Stacey Meets the IS Brides – BBC Panorama

Stacey Dooley, a British reality show participant turned documentary maker, travels to northern Syria to speak with European women who had emigrated to live under ISIS rule, but who now live in Kurdish-run camps.

While Stacey Meets the IS Brides doesn’t represent fictional Muslims or Arabs, it does exemplify the problematic lazy portrayals that Muslim Impossible aims to combat.

Poor reporting

In the first half of the 29-minute documentary, Dooley roams Al-Hawl camp, poking her head into tents, asking passers-by where the British are kept and demanding that someone comes along and does her job for her. “I need to speak to some women,”she repeats, “who are willing to give me an honest account of what life was like under ISIS.”

All the women interviewed claim they didn’t know any details about ISIS’ violence, and Dooley is right to be sceptical.

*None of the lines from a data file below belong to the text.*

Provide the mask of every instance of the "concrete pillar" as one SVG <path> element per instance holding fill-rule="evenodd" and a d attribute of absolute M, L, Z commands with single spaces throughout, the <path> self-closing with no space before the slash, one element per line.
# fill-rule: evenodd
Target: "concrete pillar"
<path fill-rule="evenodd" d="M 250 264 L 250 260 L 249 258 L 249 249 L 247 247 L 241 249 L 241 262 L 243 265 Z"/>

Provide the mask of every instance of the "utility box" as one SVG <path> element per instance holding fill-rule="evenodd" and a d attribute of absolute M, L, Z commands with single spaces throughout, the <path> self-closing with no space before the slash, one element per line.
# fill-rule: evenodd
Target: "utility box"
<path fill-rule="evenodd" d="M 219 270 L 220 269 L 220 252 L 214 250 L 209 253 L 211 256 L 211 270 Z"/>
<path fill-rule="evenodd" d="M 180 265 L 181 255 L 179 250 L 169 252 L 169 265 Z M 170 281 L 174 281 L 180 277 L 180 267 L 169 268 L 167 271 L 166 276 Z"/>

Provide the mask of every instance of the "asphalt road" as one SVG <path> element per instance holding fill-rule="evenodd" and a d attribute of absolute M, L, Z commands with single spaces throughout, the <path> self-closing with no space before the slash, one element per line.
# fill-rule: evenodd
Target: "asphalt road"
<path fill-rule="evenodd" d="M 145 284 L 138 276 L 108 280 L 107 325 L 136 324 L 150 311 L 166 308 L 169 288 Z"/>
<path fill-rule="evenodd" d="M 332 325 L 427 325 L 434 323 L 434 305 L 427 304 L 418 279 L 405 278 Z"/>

But one wonders on what grounds she felt herself qualified to take on such a topic, with barely a passing understanding of the situation.

In a scene that was deleted following criticism, Dooley refers to women raising their fingers in the air – a symbol of tawhid, or the oneness of God in Islam – as an Isis salute. She commits basic reporting errors – such as misreporting the death of a female guard in the camp. In reality, a male guard was stabbed, and survived. She centres herself in the documentary, highlighting the need for a security team and chaperones. She cuts off, and corrects the morality of the women she is interviewing, despite claiming that she wants to hear from them.

It speaks volumes that Panorama chose to send a woman with questionable journalistic skills and no familiarity with the region, religion or languages to investigate “IS brides”, itself an infantilising and inflammatory title. Neither Dooley or Panorama actually wished to understand what life was like under IS; they wanted some shocking soundbites, and failed to get them, despite Dooley’s desperate efforts: “You are Isis women… Do you support Isis? Just please answer the question.”

Projection and othering

It is difficult to distinguish between truth and lie in the camps, we are informed, but we’re offered plenty of unsubstantiated assertions from the presenter: support for Isis is still strong in the camps, lots of women want to recreate Isis in the camp, young girls are beaten for not wearing the niqab. This may be true, but it’s unclear on what basis, if any, these claims are made. Are these facts unearthed from the same place as the “Isis salute” and “murdered female guard”?

“We know that lots of the women living here, they want to recreate the Islamic State in al-Hawl camp, so if they believe some women are misbehaving, or, you know, they’re speaking badly of ISIS, they’ll be punished…maybe they’ll burn their tents down.”

A documentary about IS should offer facts; instead we watch thirty minutes of an ill-informed celebrity meandering around a camp, passing off hearsay and projection as truth. We should hold documentaries centred around the Middle East – even and especially when they deal with extremely sensitive topics – to the same standard as we’d hold a documentary set in the UK.

Othering

Perhaps most telling is Dooley’s shock when confronted with people who look like her living in the camps. She points to children in the distance in an uncomfortable moment of voyeurism: “What’s very surreal as you’re walking around the camp, so many of the kids are so clearly of European descent – bright blue eyes, blond hair, really fair skin.”

She meets an Australian woman off-camera and remarks, surprised, “She’s got no hijab, nothing on. [Her hair in] little bunches. You could walk past her on Bondi beach.”

More troubling, however, was the conclusion to the documentary. Already born to conflict and oppression, the narrative sets the children born under Isis as timebombs.

“Jihad was a part of every child’s schooling,” we hear. When Dooley encourages the West to take responsibility for its citizens, it is not because it’s our duty to look after British and European children and infants, but because we don’t want them growing up to be terrorists.

In Stacey Meets IS Brides, not all children are equal. The children of IS fighters are only “innocent of any crimes for now… every day they stay increases the chances that they follow in their parents’ footsteps.”

However well-intentioned this documentary, Dooley’s mishandling and misrepresentation betrays her naivety about the complexity of the topic, and her narrative demonstrates her perception of camps, Isis and poverty as reserved for non-white people.

The fact that a documentary about a topic as complex as IS, that required a security detail, and interviewed the Kurdish Minister for Foreign Affairs lasted less than 30 minutes tells us how spectacular its failure was.

2/5

Stacey Meets IS Brides receives two bloodied swords for its lazy reporting, and for falsely perceiving itself to offer nuance.